RAWANG, Malaysia (AP) — As a new bride, 22-year-old Ummu Atirah believes she knows the secret to a blissful marriage: obey her husband and ensure he is sexually satisfied.
Ummu and some 800 other Muslim women in Malaysia are members of the Obedient Wives Club that is generating controversy in one of the most modern and progressive Muslim-majority nations, where many Muslim Malaysian women hold high posts in the government and corporate world.
The new club, launched Saturday, says it can cure social ills such as prostitution and divorce by teaching women to be submissive and keep their men happy in the bedroom.
"Islam compels us to be obedient to our husband. Whatever he says, I must follow. It is a sin if I don't obey and make him happy," said Ummu, who wore a yellow headscarf.
The club, founded by a fringe Islamic group known as Global Ikhwan, has been dismissed by politicians and activists as a throwback to medieval times and an insult to modern women of Malaysia. But the group's activities, which previously included the setting up of a Polygamy Club, show that pockets of conservative Islamic ideas still thrive in Malaysia.
Groups such as Global Ikhwan are unlikely to gain much popularity beyond generating shock value. Still, there is concern that radical groups could garner support among other Muslims, who make up 60 per cent of the 28 million population, and upset decades of carefully nurtured racial and religious harmony.
"Unfortunately even today, there are still many Muslim women who are ignorant of their rights or culturally inhibited to exercise their rights in full," said Shahrizat Abdul Jalil, a female Muslim minister in charge of family policy.
Despite the group's conservative Islamic background, Rohayah Mohamad, one of the founders of the club, openly talks about the virtues of marital sex even though most of her colleagues are shy about the topic.
"Sex is a taboo in Asian society. We have ignored it in our marriages but it's all down to sex. A good wife is a good sex worker to her husband. What is wrong with being a whore ... to your husband?" she said.
"This way, the family institution is protected and we can curb social ills," said Rohayah, the club's vice president who is also a trained physician.

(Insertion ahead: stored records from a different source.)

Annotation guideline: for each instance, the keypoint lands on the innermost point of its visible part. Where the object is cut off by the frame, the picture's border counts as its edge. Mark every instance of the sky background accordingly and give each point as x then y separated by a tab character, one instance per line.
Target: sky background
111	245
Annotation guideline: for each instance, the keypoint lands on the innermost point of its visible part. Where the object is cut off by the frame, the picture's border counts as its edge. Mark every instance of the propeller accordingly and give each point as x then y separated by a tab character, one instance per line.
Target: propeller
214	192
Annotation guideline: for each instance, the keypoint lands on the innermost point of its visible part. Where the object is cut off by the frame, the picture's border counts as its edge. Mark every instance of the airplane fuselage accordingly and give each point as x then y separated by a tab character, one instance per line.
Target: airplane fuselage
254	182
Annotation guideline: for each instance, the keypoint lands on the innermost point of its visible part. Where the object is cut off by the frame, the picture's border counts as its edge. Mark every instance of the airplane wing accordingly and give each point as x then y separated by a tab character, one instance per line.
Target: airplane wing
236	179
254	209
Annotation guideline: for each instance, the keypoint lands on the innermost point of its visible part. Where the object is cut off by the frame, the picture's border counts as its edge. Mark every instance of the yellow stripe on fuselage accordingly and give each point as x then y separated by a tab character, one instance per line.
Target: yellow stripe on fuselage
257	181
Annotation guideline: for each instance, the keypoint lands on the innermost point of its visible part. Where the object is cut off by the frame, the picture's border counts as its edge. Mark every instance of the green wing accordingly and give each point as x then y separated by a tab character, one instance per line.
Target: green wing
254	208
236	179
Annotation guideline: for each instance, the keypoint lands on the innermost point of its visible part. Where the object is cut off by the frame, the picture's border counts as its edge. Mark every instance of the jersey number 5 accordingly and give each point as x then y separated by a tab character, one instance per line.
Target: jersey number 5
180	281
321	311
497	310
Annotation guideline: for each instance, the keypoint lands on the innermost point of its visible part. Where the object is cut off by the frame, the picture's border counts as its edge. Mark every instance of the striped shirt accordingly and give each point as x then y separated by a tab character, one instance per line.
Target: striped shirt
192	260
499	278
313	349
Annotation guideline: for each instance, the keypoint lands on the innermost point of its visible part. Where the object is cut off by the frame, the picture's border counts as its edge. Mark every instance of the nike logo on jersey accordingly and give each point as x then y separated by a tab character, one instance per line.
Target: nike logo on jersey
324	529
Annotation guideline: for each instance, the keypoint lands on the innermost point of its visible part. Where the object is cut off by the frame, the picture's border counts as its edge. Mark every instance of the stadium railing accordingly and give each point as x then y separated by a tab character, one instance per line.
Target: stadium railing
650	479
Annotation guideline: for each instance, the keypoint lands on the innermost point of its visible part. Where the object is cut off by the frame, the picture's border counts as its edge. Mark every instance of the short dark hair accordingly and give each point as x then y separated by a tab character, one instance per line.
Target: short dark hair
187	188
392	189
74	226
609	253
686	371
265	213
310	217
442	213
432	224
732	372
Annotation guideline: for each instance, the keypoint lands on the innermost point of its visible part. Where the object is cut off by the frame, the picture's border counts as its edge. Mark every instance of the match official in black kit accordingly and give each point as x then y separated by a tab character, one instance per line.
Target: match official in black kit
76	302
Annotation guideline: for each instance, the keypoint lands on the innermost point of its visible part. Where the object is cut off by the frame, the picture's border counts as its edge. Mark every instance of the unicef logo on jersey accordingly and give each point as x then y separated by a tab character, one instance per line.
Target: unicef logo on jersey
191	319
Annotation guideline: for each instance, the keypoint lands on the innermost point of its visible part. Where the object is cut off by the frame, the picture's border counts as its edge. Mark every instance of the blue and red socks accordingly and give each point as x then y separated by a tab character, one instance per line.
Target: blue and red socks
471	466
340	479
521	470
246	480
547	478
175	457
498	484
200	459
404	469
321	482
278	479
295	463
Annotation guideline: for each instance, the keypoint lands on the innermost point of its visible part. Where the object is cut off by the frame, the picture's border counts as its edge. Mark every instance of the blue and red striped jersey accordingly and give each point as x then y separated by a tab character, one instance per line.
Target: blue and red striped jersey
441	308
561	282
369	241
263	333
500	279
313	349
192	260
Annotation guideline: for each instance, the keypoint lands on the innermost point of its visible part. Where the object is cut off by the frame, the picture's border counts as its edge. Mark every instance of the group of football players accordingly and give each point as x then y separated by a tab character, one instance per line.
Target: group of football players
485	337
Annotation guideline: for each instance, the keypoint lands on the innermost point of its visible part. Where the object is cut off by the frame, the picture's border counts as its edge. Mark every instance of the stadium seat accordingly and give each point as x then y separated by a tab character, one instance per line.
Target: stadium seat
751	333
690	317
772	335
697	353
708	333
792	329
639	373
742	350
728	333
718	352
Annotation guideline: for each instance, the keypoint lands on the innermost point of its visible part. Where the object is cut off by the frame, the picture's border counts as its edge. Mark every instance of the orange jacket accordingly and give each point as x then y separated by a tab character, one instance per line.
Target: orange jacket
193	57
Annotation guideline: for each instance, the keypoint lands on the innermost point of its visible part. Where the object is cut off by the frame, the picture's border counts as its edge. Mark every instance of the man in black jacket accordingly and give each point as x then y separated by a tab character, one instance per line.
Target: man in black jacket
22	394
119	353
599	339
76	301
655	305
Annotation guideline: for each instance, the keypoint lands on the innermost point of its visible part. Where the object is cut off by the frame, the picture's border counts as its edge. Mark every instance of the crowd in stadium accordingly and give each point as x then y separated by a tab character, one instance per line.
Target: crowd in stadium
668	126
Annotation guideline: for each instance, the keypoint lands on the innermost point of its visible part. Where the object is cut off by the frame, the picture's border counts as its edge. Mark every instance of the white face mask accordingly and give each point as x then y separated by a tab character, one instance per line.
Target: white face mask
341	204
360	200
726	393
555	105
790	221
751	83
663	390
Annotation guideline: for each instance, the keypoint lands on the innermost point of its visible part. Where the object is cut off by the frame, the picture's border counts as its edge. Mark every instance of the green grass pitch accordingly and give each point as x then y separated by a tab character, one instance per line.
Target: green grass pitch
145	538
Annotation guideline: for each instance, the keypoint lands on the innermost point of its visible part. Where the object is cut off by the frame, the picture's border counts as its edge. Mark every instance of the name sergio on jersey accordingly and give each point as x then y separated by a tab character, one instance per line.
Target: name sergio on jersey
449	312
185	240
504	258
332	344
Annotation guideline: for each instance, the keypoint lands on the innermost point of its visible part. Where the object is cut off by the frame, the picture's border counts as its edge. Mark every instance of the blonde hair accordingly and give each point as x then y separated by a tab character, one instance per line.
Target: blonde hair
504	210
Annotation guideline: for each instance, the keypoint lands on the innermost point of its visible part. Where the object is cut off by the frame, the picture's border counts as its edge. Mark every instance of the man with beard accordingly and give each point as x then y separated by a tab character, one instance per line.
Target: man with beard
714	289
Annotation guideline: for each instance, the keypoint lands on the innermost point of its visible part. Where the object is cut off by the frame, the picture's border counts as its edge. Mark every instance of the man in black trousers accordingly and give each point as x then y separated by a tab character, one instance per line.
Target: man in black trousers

She said wives must go beyond the traditional roles as good cooks or good mothers and learn to "obey, serve and entertain" their husbands to prevent them from straying or misbehaving.
Indirectly, "disobedient wives are the cause for upheaval in this world" because men are not happy at home and their minds and souls are disturbed, she said.
Authorities recently said Malaysia's divorce rate has doubled from 2002 to 2009 with higher rates among Malay Muslims.
"When husbands come home, wives do not welcome their husbands with warm alluring smiles and sexy dressing ... That is the reality today," she said.
The Global Ikhwan group is an offshoot of former members of the Al-Arqam sect outlawed in 1994 after its teachings were found to have deviated from Islam. It is funded by the group's restaurants, grocery stores, poultry and other businesses abroad.
Most of the 800 women who are members of the new club, including Ummu the new bride, also belong to Al-Arqam.
Expectedly, the club has faced intense criticism.
Some Malaysians started a Facebook page called "We do not want sexist nonsense from Global Ikhwan".
One Muslim man, Amirul Aftar, wrote: "I do not want a wife to submit to my every beck and call. I want a wife who understands me ... we are not your masters, we are your equal."
Women's group, Sisters in Islam, said Islam advocates marriages based on mutual cooperation and respect. It said domestic violence happens regardless of women's behaviour.
"Communication, not submission, is vital to sustain any healthy relationship," it said.